Point retired from her position as an aboriginal services adviser at BCIT in March-she travelled to work at the Burnaby campus by bus every day from the Musqueam reserve (51st and Dunbar).

Prayer and funeral services, held late last week, attracted hundreds of mourners including Lieutenant Governor of B.C. Steven Point; Grand Chief Stewart Phillip, president of the Union of B.C. Indian Chiefs; Grand Chief Edward John of the First Nations Summit; and representatives from post-secondary institutions.

In a press release issued Friday, Assembly of First Nations National Chief Shawn Atleo called Point a great woman who touched the lives of many.

"She dedicated much of her life to ensuring education was a tool and a vehicle to advance the aspirations of First Nations learners. The wisdom, the dedication to students and the example she set were an inspiration to many generations of First Nations in B.C. She was also known for her work promoting social justice issues, equality and improving the environment," Atleo stated.

Point was originally from the Seabird Island Band, which is part of the Sto-lo Tribal Council. She married Cagney Point from the Musqueam Indian Band in the 1950s, was welcomed by the community and lived on the reserve from then on. She was also linked to the Nlaka'pamux in the Thompson region where her mother Theresa was from.

Point has four sons and three grandchildren.

During her career, she was involved with the Native Education Centre and worked at the University of British Columbia and the Vancouver School Board.

She served on the VSB's First Nations Advisory Committee in the late '90s until the early 2000s, according to board spokesman Kurt Heinrich. She also served on the district's steering committee for its strategic plan between 2000 and 2002.

"After that she attended numerous events as a First Nations elder up until this year's Templeton graduation ceremony," Heinrich said.

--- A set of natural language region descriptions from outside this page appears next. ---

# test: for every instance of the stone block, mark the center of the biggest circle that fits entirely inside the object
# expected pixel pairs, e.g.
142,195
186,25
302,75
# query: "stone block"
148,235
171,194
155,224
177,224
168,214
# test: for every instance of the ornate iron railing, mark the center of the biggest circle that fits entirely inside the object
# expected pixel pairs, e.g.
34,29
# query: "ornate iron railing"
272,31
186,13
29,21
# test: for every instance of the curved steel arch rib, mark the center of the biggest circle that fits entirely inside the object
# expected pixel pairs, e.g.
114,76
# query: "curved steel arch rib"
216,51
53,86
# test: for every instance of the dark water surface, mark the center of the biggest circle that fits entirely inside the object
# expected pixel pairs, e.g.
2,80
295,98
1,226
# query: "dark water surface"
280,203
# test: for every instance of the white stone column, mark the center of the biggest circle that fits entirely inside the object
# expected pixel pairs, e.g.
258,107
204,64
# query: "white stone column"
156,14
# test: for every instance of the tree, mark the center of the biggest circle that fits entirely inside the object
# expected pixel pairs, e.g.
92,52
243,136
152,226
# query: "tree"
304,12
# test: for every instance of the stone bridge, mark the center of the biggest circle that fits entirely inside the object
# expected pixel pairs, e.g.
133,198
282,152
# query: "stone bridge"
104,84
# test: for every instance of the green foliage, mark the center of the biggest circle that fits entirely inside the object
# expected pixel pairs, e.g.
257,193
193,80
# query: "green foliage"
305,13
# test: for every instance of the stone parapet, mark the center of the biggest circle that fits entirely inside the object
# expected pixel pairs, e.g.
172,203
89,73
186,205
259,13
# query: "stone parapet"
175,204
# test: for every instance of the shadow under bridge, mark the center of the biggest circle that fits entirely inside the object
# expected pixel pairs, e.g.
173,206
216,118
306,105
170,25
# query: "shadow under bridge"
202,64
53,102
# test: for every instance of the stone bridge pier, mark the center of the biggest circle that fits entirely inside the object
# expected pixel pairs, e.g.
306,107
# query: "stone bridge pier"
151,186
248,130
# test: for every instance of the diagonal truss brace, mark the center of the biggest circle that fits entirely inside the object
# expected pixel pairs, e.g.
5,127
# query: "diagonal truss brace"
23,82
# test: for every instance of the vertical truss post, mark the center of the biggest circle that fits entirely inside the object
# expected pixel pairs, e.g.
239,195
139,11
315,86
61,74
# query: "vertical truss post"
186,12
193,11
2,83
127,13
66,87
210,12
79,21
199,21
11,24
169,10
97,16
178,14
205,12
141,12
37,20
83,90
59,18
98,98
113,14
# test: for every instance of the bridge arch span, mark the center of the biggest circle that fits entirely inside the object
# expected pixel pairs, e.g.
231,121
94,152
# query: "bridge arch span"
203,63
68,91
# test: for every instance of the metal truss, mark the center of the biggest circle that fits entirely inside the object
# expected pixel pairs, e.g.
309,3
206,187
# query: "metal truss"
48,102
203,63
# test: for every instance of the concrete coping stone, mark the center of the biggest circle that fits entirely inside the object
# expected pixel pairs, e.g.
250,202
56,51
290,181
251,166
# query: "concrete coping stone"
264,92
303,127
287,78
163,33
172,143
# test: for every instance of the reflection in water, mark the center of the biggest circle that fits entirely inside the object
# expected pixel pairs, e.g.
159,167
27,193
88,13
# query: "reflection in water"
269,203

Trustee Ken Clement, who knew Point for at least 20 years, said she was one of the original First Nations workers at the Kumtuks alternate program that was located at Templeton secondary school. He described Point as a strong advocate for aboriginal students from kindergarten through to post-secondary.

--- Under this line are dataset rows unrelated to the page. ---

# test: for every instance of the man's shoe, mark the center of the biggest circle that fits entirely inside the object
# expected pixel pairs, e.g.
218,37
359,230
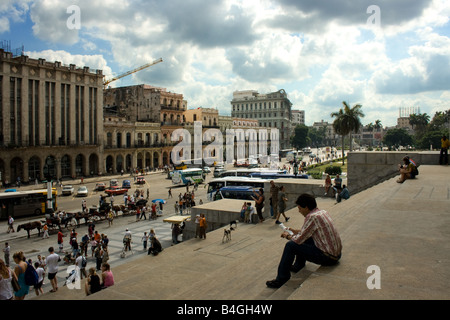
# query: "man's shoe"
294,269
274,284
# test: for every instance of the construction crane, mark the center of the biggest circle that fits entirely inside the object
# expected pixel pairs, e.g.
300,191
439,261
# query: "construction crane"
106,83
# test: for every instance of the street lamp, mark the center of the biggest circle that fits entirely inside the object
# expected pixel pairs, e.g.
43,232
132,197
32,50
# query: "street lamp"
48,177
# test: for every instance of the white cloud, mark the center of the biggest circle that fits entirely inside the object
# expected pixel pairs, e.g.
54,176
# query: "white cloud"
66,58
321,52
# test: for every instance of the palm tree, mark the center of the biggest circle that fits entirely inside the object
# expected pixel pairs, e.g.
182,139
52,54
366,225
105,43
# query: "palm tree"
347,121
377,125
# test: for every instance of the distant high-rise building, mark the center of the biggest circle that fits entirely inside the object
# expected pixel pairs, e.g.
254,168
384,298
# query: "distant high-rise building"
272,110
51,119
298,117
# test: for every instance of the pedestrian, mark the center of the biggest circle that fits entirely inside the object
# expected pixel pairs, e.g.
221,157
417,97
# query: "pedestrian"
98,257
151,234
281,205
127,240
202,225
81,263
52,265
153,216
274,196
175,232
6,253
443,156
20,270
6,278
41,274
155,247
45,235
197,226
10,224
259,203
94,245
93,283
107,276
317,241
60,241
145,240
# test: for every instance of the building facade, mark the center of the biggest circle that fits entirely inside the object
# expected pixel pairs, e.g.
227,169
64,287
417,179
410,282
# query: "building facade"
272,110
298,117
51,119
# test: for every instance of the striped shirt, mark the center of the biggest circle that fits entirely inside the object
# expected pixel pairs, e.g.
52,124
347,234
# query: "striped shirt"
319,226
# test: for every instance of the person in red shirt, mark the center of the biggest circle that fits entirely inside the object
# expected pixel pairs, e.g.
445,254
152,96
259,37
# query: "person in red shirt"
60,241
317,241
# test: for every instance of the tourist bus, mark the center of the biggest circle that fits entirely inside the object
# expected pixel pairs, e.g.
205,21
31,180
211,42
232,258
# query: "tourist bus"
188,176
236,192
216,184
25,203
249,172
271,176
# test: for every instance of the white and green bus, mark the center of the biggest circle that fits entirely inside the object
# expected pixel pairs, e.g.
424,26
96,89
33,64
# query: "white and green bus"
188,176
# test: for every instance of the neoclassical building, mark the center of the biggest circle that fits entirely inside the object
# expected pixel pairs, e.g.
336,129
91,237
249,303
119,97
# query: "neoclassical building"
131,144
272,110
51,119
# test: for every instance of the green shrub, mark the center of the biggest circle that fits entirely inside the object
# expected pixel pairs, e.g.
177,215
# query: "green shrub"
333,170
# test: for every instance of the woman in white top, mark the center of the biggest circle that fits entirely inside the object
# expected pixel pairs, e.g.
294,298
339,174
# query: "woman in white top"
6,290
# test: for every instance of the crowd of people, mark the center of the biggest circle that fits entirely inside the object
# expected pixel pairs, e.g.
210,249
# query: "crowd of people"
14,284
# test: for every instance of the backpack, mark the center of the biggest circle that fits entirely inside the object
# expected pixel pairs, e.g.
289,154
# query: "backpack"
31,276
83,262
415,171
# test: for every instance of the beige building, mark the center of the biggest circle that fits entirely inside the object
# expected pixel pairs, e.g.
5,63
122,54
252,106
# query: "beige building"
132,144
51,119
272,110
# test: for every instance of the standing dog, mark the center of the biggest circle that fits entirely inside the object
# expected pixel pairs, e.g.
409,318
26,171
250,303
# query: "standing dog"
227,232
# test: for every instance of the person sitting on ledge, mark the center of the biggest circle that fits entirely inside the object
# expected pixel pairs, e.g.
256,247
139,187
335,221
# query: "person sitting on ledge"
344,194
407,170
318,242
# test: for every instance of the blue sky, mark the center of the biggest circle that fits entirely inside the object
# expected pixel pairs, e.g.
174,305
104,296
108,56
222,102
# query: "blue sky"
321,52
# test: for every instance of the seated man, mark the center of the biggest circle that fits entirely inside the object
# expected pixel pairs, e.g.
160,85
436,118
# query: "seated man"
344,194
407,170
318,241
337,184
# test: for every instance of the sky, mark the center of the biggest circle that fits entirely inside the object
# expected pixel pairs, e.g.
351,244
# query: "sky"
384,55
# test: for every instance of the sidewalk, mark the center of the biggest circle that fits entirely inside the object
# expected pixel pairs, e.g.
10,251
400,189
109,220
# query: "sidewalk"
400,228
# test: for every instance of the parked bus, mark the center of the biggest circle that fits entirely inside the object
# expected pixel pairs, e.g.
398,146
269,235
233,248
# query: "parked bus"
271,176
249,172
25,203
236,192
216,184
188,176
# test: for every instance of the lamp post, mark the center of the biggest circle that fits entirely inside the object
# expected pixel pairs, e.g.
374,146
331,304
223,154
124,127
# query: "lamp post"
48,177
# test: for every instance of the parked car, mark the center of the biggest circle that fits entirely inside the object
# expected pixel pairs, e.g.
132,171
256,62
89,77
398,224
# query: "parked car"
206,170
126,184
218,172
113,182
140,180
101,186
67,190
116,190
82,191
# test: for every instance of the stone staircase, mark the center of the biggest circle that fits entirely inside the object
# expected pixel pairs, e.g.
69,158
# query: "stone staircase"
401,228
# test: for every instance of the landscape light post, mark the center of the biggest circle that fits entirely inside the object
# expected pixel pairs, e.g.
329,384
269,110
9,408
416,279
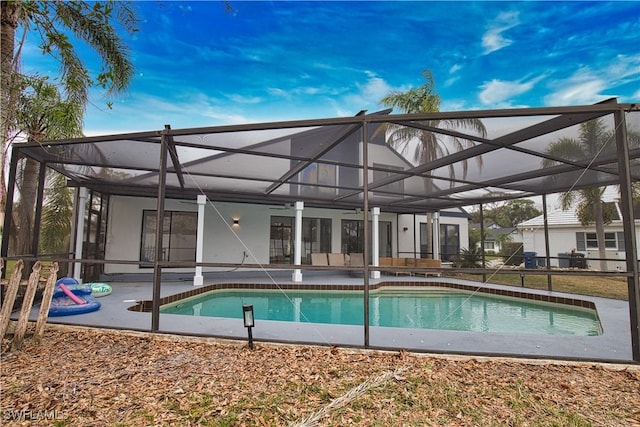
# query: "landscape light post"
247,314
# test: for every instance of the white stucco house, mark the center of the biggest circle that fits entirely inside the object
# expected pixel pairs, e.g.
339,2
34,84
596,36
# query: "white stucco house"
566,234
262,232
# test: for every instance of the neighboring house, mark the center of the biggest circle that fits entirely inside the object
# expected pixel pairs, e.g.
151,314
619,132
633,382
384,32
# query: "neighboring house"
566,234
495,236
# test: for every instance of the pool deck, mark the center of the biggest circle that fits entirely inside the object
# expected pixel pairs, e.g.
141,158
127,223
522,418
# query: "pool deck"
614,345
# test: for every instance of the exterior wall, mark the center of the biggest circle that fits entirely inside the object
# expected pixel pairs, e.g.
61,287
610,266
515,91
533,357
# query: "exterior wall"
252,241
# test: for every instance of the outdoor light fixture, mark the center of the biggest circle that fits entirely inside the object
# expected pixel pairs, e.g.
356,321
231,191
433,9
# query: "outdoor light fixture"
247,314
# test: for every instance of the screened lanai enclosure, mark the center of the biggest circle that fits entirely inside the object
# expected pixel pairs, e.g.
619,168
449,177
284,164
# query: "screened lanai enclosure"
374,168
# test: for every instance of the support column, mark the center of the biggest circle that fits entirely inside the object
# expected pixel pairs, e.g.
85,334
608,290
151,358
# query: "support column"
628,220
375,242
82,206
546,241
297,246
436,235
198,280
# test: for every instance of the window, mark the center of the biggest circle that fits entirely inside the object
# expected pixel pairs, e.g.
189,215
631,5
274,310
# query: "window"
316,238
178,236
449,241
281,240
424,241
321,177
586,241
353,237
378,175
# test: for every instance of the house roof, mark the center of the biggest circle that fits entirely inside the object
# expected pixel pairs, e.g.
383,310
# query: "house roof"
569,217
321,162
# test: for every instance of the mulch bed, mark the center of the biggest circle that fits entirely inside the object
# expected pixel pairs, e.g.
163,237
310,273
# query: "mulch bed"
82,376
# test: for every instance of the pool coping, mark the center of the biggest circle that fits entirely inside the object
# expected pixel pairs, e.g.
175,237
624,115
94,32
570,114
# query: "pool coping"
614,345
146,305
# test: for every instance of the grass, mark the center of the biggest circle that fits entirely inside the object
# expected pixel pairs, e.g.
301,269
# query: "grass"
605,287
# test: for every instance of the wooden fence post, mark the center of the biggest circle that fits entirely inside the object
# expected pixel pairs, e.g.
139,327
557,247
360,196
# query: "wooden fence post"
10,297
46,302
27,302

"Rose was a very strong voice within the school district many years ago, promoting education for aboriginal students in our district," Clement said. "As an elder in the community she had a strong cultural foundation."

Son Stewart Point said in an email to the Courier that his mother started the Musqueam reserve's preschool-the first ever opened on a native reserve in Canada-and she was involved in a live theatre group called Spirit Song, which trained aspiring actors. He noted a former Kumtuks student attended the funeral. "He failed Grade 9 three times. Then he had Rose Point as a teacher. Only then did he manage to graduate high school, without failing a grade," Stewart Point wrote.

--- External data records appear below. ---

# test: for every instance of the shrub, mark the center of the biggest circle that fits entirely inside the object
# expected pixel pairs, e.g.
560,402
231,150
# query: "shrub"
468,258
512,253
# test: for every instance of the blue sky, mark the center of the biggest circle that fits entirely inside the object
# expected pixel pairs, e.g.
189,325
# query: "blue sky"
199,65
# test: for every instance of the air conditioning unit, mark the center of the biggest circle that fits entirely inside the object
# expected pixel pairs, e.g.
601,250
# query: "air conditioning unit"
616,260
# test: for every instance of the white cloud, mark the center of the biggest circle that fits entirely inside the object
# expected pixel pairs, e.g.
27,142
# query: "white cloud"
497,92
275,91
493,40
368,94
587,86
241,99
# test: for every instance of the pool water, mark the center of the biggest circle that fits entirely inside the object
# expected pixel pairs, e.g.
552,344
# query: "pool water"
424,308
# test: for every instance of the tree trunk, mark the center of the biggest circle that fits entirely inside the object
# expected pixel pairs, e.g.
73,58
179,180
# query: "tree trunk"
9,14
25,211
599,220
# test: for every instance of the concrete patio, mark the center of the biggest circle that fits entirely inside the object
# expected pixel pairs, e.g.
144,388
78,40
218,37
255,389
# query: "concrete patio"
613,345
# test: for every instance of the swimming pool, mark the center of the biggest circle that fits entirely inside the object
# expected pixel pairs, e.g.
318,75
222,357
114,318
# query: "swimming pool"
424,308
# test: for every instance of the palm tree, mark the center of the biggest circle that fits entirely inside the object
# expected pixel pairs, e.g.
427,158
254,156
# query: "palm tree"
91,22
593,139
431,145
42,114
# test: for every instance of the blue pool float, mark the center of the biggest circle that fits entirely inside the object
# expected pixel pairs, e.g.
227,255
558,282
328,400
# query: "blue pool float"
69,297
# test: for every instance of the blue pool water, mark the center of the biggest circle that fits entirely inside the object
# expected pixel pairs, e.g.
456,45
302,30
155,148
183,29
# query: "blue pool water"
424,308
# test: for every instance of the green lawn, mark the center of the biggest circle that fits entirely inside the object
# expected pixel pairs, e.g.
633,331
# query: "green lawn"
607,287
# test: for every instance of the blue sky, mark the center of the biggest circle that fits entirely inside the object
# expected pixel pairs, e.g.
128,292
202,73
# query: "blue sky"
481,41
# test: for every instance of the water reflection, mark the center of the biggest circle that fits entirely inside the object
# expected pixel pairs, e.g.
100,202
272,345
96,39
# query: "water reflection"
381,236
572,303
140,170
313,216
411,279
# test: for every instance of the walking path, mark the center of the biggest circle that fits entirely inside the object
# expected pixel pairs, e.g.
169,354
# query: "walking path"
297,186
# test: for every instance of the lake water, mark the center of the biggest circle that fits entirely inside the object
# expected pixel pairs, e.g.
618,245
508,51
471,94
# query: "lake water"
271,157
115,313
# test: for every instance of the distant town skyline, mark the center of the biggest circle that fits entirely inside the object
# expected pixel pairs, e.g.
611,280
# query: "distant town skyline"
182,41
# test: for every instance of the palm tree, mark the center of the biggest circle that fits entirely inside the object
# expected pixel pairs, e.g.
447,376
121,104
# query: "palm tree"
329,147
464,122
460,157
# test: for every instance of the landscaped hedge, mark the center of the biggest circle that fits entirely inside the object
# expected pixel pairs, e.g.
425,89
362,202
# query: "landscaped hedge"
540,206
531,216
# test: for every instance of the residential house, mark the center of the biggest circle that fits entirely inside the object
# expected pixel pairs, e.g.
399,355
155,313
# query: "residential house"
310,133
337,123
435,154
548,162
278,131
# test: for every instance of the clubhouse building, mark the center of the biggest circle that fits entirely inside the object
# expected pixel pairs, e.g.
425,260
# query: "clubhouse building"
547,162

Niece Cecilia Point said everyone in the Musqueam community knew Rose and that she seldom, if ever, turned down invitations to events where she could represent the community in a positive light and share First Nations' history.

"[She] undertook many initiatives involving education, namely starting our preschool. She was the education coordinator for a number of years, and was also on council for a number of years. She took in many foster children, and was an advocate for keeping our 'children in care' within our own community," she explained.

On Friday, BCIT lowered flags to half-mast in honour of Point and a scholarship is being created in her name. UBC also lowered its B.C. flag in her memory.